Es gibt aber auch was zu meckern: Bei beiden Geräten kann der Akku nicht durch den Benutzer ausgetauscht werden und muss über der Reparaturcenter erledigt werden. Schade, falls dieser mal defekt ist oder man gerne einen 2. Ersatzakku bei sich hätten. Man muss hier aber auch sagen, dass es leider zu einer schlechten Gewohnheit beinahe aller Hersteller wird, den Akku fest zu verbauen. Im Gegenzug müssen wir berücksichtigen, dass austauschbare Akkus Platz brauchen, wodurch Geräte dicker würden. Beim Test ist uns auch aufgefallen, wie warm die Geräte nach anspruchsvoller Nutzung werden.

Beide Ultrabooks kommen gut an – ob der Entscheid  aufs Taichi fällt, das mit zwei separaten Displays arbeitet und somit auch flexibler in der Anwendung ist, oder man den Duo wählt mit nur einem Bildschirm, der aber vorne und hinten als Touchscreen genutzt werden kann, ist Geschmackssache.
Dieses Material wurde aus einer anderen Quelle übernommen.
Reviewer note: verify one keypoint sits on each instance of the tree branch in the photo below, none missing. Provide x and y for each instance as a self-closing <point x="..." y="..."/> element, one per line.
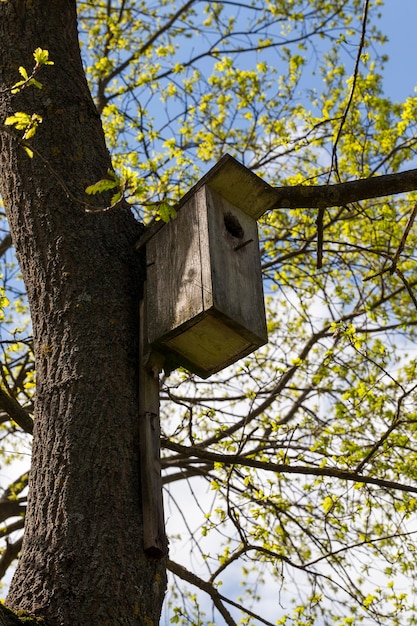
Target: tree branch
<point x="323" y="196"/>
<point x="285" y="468"/>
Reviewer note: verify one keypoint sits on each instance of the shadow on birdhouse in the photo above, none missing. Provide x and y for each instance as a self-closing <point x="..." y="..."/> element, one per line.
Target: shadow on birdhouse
<point x="205" y="303"/>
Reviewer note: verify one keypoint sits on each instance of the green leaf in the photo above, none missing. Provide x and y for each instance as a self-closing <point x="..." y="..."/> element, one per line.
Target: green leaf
<point x="42" y="57"/>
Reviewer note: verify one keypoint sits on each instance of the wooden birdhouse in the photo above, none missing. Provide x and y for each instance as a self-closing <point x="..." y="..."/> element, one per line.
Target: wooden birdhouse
<point x="205" y="304"/>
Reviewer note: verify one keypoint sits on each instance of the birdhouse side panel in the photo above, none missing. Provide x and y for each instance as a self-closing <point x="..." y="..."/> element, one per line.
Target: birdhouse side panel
<point x="174" y="274"/>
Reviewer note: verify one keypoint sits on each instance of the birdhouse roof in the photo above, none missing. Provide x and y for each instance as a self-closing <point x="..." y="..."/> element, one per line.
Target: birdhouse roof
<point x="239" y="185"/>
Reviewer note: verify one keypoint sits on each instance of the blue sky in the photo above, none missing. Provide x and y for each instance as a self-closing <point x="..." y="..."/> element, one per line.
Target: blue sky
<point x="399" y="22"/>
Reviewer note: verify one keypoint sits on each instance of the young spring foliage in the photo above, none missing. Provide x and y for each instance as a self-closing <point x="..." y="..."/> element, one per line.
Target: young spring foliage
<point x="293" y="472"/>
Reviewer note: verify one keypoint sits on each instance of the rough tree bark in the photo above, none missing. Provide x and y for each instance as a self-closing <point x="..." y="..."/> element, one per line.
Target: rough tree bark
<point x="82" y="560"/>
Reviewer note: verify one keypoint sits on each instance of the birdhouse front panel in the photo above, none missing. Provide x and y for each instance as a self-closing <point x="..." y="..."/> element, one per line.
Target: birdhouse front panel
<point x="204" y="285"/>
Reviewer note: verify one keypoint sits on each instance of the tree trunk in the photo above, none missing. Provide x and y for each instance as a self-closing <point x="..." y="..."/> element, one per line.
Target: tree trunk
<point x="82" y="559"/>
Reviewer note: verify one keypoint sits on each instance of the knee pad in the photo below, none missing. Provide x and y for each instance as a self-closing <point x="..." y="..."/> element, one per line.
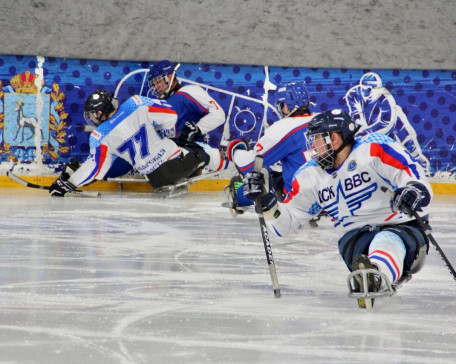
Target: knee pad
<point x="172" y="171"/>
<point x="419" y="261"/>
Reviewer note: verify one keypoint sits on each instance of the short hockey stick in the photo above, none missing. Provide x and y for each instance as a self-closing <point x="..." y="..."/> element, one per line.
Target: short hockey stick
<point x="32" y="185"/>
<point x="258" y="165"/>
<point x="427" y="231"/>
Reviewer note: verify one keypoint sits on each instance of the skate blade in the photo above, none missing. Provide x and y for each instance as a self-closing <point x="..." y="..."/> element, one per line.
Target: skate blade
<point x="366" y="303"/>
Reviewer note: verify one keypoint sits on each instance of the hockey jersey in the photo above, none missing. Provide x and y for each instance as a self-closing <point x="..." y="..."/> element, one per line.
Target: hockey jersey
<point x="285" y="142"/>
<point x="131" y="135"/>
<point x="351" y="194"/>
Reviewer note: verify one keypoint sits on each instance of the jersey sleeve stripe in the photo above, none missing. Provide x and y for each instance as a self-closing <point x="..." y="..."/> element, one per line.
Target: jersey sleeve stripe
<point x="294" y="191"/>
<point x="285" y="137"/>
<point x="174" y="155"/>
<point x="164" y="110"/>
<point x="250" y="165"/>
<point x="390" y="157"/>
<point x="193" y="100"/>
<point x="100" y="157"/>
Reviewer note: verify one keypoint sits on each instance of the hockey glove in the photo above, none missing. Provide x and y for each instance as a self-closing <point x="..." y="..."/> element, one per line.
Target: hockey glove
<point x="227" y="152"/>
<point x="189" y="133"/>
<point x="61" y="186"/>
<point x="410" y="198"/>
<point x="254" y="187"/>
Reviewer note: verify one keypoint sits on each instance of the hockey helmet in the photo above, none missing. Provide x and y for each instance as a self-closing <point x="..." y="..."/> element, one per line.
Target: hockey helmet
<point x="294" y="95"/>
<point x="370" y="79"/>
<point x="99" y="100"/>
<point x="159" y="83"/>
<point x="318" y="135"/>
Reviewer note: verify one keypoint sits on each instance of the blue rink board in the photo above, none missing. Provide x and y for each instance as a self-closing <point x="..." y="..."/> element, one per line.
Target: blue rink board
<point x="417" y="107"/>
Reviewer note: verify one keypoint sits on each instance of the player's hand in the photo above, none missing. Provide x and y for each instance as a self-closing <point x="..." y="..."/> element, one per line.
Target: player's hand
<point x="227" y="152"/>
<point x="253" y="185"/>
<point x="189" y="132"/>
<point x="61" y="186"/>
<point x="410" y="198"/>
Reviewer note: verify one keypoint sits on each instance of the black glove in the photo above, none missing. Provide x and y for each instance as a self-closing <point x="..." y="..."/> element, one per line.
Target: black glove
<point x="61" y="186"/>
<point x="254" y="187"/>
<point x="227" y="151"/>
<point x="410" y="198"/>
<point x="189" y="132"/>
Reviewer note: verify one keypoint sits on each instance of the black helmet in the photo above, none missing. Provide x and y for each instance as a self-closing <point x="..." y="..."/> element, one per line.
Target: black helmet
<point x="320" y="127"/>
<point x="99" y="100"/>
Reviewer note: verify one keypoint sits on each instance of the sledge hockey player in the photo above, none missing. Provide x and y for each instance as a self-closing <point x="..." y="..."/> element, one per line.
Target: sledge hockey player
<point x="379" y="239"/>
<point x="198" y="112"/>
<point x="129" y="137"/>
<point x="282" y="142"/>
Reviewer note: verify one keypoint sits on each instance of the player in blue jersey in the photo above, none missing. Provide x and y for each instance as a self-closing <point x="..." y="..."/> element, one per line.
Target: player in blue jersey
<point x="131" y="136"/>
<point x="282" y="142"/>
<point x="344" y="177"/>
<point x="198" y="112"/>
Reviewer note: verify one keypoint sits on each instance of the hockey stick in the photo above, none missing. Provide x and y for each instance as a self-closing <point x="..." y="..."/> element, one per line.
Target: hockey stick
<point x="428" y="234"/>
<point x="258" y="165"/>
<point x="32" y="185"/>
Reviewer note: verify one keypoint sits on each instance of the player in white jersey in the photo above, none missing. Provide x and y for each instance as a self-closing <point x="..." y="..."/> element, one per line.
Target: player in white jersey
<point x="344" y="178"/>
<point x="282" y="142"/>
<point x="127" y="136"/>
<point x="198" y="112"/>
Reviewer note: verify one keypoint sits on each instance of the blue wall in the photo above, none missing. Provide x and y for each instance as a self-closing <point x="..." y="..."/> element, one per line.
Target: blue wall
<point x="403" y="103"/>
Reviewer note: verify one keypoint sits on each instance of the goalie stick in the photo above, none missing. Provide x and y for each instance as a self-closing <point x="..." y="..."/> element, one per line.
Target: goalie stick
<point x="258" y="165"/>
<point x="427" y="231"/>
<point x="33" y="185"/>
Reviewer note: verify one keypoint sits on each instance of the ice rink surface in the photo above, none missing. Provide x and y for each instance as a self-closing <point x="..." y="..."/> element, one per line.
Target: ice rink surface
<point x="134" y="278"/>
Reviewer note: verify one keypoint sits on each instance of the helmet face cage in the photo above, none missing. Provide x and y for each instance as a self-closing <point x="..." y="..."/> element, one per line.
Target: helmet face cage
<point x="159" y="84"/>
<point x="319" y="148"/>
<point x="100" y="100"/>
<point x="318" y="136"/>
<point x="294" y="95"/>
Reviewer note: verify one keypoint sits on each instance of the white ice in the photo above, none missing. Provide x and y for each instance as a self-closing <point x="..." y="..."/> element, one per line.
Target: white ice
<point x="134" y="278"/>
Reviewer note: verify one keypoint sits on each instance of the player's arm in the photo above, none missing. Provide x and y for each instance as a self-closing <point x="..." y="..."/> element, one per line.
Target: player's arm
<point x="215" y="116"/>
<point x="411" y="189"/>
<point x="272" y="146"/>
<point x="282" y="218"/>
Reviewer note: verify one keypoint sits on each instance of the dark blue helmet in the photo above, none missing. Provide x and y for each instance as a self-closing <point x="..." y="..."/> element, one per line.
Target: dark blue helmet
<point x="293" y="94"/>
<point x="318" y="135"/>
<point x="333" y="120"/>
<point x="159" y="83"/>
<point x="99" y="100"/>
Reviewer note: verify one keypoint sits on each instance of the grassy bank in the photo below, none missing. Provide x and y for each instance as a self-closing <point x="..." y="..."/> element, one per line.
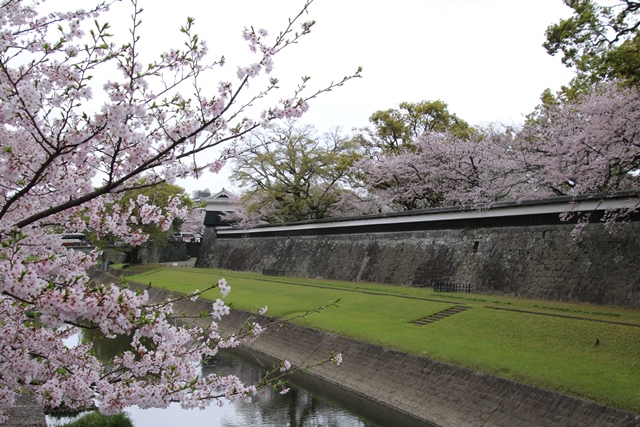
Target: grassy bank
<point x="547" y="344"/>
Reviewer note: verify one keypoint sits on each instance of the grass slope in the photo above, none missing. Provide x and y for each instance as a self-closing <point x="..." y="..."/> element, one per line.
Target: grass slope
<point x="543" y="343"/>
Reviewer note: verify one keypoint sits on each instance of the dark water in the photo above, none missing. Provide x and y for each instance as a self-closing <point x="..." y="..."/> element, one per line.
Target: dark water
<point x="309" y="403"/>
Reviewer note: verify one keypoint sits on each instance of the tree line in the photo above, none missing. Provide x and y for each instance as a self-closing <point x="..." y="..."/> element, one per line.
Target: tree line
<point x="583" y="139"/>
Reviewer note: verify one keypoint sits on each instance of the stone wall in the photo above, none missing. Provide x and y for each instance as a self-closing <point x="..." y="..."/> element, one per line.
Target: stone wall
<point x="540" y="261"/>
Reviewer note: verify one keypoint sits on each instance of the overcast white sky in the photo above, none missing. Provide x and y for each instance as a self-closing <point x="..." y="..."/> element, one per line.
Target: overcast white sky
<point x="482" y="57"/>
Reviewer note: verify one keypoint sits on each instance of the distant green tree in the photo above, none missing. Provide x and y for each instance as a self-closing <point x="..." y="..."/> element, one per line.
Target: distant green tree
<point x="398" y="128"/>
<point x="601" y="42"/>
<point x="289" y="173"/>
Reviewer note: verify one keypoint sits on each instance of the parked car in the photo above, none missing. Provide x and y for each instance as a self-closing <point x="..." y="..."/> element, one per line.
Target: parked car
<point x="182" y="237"/>
<point x="76" y="241"/>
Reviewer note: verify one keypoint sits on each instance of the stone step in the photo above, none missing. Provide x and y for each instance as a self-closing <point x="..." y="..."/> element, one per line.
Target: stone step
<point x="441" y="315"/>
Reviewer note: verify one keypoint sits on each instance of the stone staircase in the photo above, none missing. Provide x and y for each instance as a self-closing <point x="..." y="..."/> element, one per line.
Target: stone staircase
<point x="441" y="315"/>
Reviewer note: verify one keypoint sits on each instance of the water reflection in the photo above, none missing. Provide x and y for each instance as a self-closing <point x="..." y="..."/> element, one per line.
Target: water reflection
<point x="314" y="404"/>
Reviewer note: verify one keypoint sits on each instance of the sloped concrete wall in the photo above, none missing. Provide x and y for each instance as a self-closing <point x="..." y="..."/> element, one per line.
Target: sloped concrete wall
<point x="531" y="261"/>
<point x="436" y="393"/>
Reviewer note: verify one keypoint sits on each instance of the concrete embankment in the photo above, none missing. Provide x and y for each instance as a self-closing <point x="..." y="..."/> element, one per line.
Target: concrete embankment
<point x="437" y="393"/>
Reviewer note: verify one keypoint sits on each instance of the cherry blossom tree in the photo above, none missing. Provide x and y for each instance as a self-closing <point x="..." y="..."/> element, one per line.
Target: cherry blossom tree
<point x="443" y="170"/>
<point x="71" y="147"/>
<point x="591" y="145"/>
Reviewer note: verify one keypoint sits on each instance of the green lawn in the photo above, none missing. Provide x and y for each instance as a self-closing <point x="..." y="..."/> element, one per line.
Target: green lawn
<point x="553" y="347"/>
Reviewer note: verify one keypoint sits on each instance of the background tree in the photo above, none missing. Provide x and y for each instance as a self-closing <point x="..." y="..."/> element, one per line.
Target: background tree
<point x="395" y="129"/>
<point x="289" y="173"/>
<point x="600" y="41"/>
<point x="67" y="157"/>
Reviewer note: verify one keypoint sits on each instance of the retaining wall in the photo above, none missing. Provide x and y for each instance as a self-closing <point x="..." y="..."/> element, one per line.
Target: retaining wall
<point x="529" y="260"/>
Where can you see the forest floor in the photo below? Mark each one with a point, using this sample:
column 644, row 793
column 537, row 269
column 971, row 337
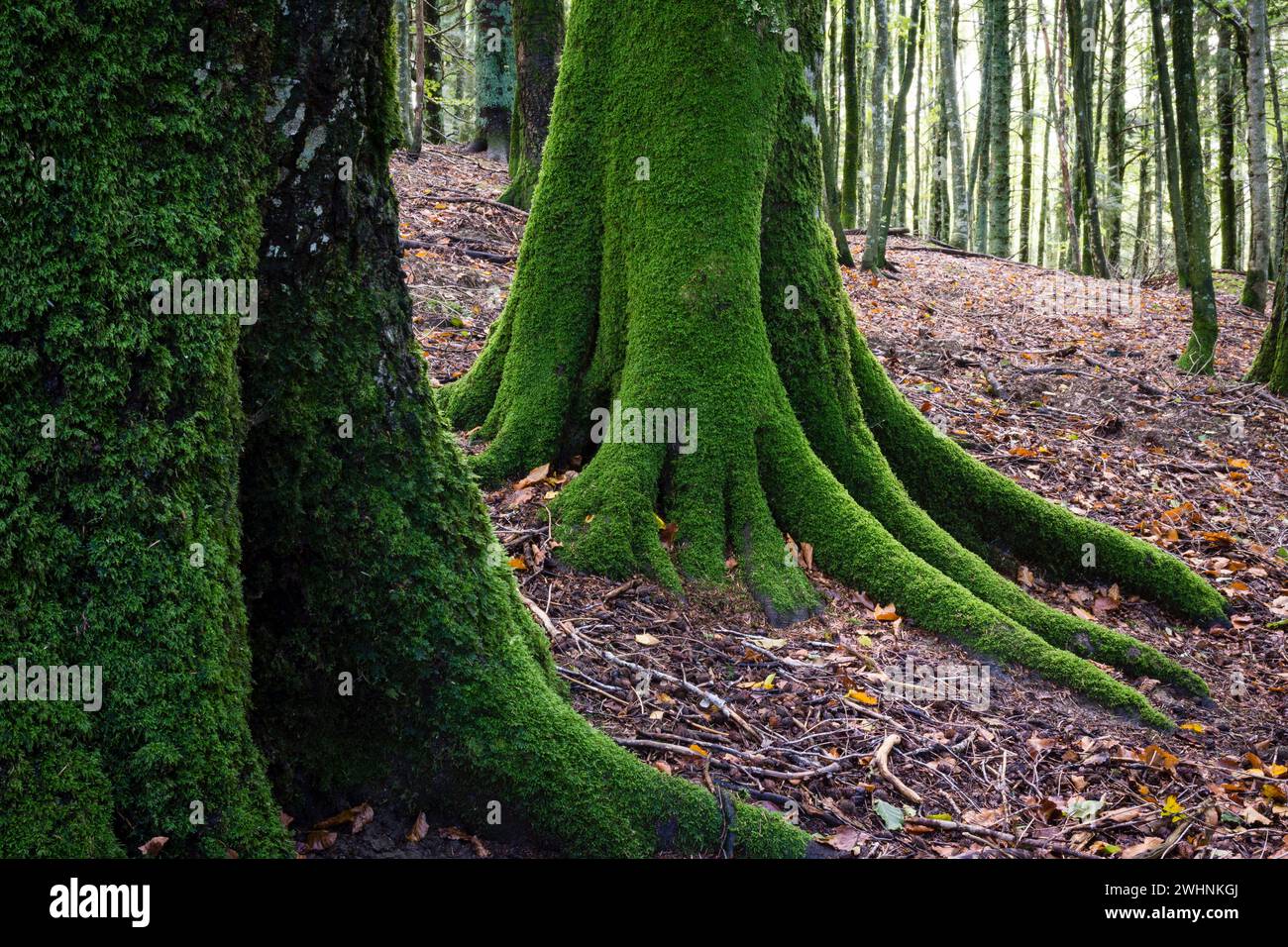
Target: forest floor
column 1064, row 384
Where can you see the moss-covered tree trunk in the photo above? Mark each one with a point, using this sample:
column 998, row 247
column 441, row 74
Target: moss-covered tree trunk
column 1167, row 106
column 677, row 261
column 390, row 643
column 493, row 76
column 537, row 39
column 1199, row 355
column 128, row 165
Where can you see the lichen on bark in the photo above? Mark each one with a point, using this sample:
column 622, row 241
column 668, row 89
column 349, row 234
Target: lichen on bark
column 677, row 257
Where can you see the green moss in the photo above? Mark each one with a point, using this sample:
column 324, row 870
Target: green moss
column 154, row 172
column 370, row 556
column 717, row 290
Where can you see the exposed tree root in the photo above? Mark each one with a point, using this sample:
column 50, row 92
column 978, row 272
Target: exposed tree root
column 726, row 300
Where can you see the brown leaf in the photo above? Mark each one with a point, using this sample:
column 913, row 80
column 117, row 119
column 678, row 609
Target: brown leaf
column 535, row 475
column 462, row 835
column 420, row 830
column 153, row 845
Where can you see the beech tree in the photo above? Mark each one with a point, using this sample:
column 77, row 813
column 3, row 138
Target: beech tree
column 1199, row 355
column 539, row 27
column 387, row 637
column 493, row 76
column 732, row 302
column 951, row 107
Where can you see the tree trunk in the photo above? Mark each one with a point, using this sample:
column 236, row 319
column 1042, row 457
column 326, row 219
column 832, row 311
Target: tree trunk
column 402, row 24
column 1026, row 80
column 874, row 254
column 1000, row 132
column 1180, row 227
column 1258, row 171
column 433, row 75
column 417, row 118
column 831, row 138
column 1116, row 137
column 1199, row 355
column 493, row 76
column 734, row 309
column 951, row 107
column 539, row 30
column 348, row 467
column 1082, row 37
column 850, row 58
column 1225, row 157
column 123, row 429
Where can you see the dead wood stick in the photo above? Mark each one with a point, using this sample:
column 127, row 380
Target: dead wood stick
column 883, row 759
column 1021, row 841
column 717, row 702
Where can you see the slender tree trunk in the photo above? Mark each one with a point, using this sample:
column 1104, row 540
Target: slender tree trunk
column 120, row 540
column 402, row 22
column 1082, row 42
column 1057, row 95
column 1000, row 133
column 1199, row 355
column 1258, row 170
column 831, row 192
column 850, row 59
column 1225, row 155
column 872, row 248
column 734, row 308
column 434, row 75
column 951, row 107
column 539, row 29
column 1140, row 254
column 915, row 133
column 1180, row 227
column 493, row 76
column 1116, row 137
column 1026, row 80
column 417, row 110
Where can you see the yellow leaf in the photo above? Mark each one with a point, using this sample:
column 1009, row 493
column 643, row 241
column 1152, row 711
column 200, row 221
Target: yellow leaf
column 862, row 697
column 1172, row 808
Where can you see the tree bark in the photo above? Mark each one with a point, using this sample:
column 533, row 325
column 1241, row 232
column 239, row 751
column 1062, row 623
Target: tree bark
column 493, row 76
column 1180, row 227
column 850, row 30
column 1199, row 355
column 1258, row 170
column 1082, row 40
column 539, row 29
column 1225, row 155
column 1000, row 132
column 730, row 298
column 1116, row 137
column 951, row 107
column 872, row 249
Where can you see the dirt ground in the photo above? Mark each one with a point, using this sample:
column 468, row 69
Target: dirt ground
column 1064, row 384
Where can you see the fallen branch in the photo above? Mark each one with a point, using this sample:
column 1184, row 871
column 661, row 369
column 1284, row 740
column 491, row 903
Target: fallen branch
column 883, row 759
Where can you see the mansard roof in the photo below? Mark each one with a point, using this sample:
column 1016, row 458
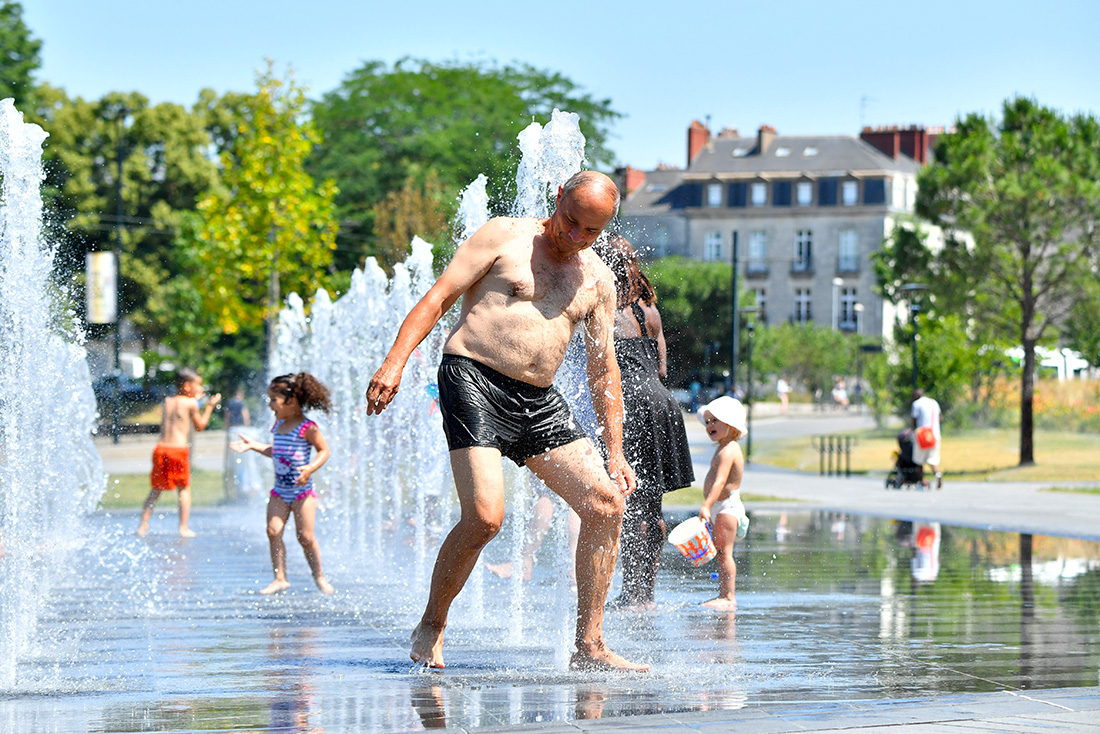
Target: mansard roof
column 792, row 156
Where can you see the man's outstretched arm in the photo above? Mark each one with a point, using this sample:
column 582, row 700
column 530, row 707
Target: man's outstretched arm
column 605, row 384
column 471, row 261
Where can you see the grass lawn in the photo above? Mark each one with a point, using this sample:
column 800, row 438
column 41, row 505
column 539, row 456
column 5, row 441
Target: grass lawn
column 693, row 496
column 131, row 490
column 990, row 455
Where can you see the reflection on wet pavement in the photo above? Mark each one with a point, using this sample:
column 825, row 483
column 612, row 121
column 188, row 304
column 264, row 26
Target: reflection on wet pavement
column 829, row 609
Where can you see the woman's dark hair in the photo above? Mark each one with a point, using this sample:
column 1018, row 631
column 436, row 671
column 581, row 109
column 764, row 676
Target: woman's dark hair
column 630, row 283
column 305, row 387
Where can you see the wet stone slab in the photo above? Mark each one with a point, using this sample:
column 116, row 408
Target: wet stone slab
column 837, row 615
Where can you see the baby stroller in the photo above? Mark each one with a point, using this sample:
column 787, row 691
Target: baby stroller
column 905, row 474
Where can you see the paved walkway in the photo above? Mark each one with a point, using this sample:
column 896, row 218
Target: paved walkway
column 1057, row 710
column 1012, row 506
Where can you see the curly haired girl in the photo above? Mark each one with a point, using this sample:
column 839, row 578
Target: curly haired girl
column 294, row 438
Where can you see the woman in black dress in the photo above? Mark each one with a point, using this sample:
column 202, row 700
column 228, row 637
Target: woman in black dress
column 653, row 437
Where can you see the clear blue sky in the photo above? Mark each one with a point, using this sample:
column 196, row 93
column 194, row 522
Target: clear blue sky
column 802, row 67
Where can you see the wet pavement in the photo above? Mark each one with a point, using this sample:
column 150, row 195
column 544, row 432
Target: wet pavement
column 948, row 620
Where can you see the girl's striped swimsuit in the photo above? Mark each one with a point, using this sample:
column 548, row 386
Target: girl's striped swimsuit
column 290, row 451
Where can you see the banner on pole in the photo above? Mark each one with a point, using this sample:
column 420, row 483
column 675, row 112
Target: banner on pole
column 101, row 287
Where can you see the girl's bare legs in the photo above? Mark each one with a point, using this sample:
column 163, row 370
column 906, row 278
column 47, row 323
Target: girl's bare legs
column 305, row 511
column 277, row 514
column 725, row 535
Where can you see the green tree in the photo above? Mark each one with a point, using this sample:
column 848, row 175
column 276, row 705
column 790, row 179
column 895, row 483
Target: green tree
column 271, row 228
column 19, row 56
column 418, row 208
column 165, row 171
column 809, row 355
column 1020, row 204
column 453, row 119
column 694, row 300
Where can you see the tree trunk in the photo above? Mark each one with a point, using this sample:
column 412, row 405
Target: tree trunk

Fakt ist, beide Geräte haben den «Whoooouuuu» -Effekt.

Ein Vergleich unseren beiden Testgeräte findet Ihr hier:

Vergleichstabelle

Fazit

Ein Ultrabook mit «eingebautem» Tablet trifft genau meinen Geschmack! Will man nur surfen oder einen Film anschauen, kommt das Tablet absolut perfekt zum Einsatz. Möchte ich produktiv arbeiten, ist das Ultrabook zur Stelle. Das Modell «Tablet im Ultrabook» hat Zukunft und wird bestimmt öfters vorkommen! Hier will ich auch sagen: Beide Geräte haben Verbesserungsmöglichkeiten (mehr Akkulaufzeit, noch höher aufgelöste Displays, geringeres Gewicht). Ich freue mich jetzt schon auf die weiteren Modelle!